State of the Holy Roman Empire (1342–1719)

The County of Vaduz (Grafschaft Vaduz) was a historic state of the Holy Roman Empire, now located in the Principality of Liechtenstein. Its capital was the town of Vaduz.

==Geography==
Located south of the Lordship of Schellenberg, its area corresponds to the current electoral district of Oberland (Wahlkreis Oberland). The territory included the current municipalities of Balzers, Planken, Schaan, Triesen, Triesenberg and Vaduz.

==History==
The county was created in 1342, after the subdivision of the County of Werdenberg. In 1396 it was granted the imperial immediacy (Reichsunmittelbarkeit). After the line of succession of the Counts of Vaduz expired in 1416 with the death of Hartmann IV, the territory was passed to the Barons of Brandis, who were relatives of the last Count of Vaduz. The Barons of Brandis ruled until 1507, when the county was sold to the related Counts of Sulz, who acquired the northern and bordering Lordship of Schellenberg.

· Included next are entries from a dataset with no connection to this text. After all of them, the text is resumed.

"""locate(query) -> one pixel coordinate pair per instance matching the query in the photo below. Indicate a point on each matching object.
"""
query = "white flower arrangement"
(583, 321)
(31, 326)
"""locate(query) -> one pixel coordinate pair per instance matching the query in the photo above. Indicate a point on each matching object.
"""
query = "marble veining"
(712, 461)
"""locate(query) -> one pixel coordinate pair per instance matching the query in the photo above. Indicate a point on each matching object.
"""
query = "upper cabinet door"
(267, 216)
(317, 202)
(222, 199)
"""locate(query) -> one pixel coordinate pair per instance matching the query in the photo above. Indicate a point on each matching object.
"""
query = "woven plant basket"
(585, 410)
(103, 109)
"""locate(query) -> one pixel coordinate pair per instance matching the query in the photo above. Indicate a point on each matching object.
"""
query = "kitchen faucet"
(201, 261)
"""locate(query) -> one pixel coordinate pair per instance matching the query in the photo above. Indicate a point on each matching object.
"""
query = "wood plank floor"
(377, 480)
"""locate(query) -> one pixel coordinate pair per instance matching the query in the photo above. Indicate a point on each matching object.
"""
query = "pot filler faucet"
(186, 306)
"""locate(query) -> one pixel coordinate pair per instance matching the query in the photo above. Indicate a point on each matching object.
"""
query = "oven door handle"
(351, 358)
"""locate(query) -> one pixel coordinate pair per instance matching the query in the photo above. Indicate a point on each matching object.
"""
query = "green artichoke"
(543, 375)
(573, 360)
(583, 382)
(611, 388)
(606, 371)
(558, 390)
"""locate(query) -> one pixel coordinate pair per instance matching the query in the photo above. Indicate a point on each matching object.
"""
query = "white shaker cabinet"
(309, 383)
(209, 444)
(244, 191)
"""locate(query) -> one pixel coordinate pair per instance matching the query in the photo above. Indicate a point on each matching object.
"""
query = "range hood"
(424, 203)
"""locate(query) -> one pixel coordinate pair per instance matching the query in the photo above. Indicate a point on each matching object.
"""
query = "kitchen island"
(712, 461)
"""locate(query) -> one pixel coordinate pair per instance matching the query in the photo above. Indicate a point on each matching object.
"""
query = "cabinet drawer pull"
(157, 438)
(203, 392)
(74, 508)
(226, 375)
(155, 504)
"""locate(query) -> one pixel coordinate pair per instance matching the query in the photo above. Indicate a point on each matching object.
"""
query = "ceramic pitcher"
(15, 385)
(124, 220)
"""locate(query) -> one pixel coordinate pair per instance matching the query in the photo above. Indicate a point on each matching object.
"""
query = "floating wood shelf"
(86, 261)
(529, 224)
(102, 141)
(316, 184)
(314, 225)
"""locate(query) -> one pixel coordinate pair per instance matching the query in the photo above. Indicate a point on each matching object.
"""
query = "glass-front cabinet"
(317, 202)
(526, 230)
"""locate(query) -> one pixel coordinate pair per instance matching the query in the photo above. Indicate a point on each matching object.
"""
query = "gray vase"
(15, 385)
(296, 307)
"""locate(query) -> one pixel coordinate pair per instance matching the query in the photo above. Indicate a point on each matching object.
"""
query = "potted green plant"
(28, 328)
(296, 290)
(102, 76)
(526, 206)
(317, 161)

In 1613 both territories, while remaining distinct, were sold to the counts of Hohenems (see Hohenems family). Ferdinand Karl von Hohenems (1650–1686), for undue appropriation and excessive witch-hunt, was deprived of his dominions in 1684 by the Emperor Leopold I. The emperor assigned Ferdinand Karl's former possessions to his younger brother, Count Jakob Hannibal III (1653–1730). To pay his debts and recover Hohenems itself, Jakob Hannibal was forced to sell the Lordship (in 1699), and the County (in 1712), to Hans-Adam I, Prince of Liechtenstein. With these territories, in 1719 the prince gained from the Holy Roman Emperor Charles VI the right to found a single state, the present Principality of Liechtenstein.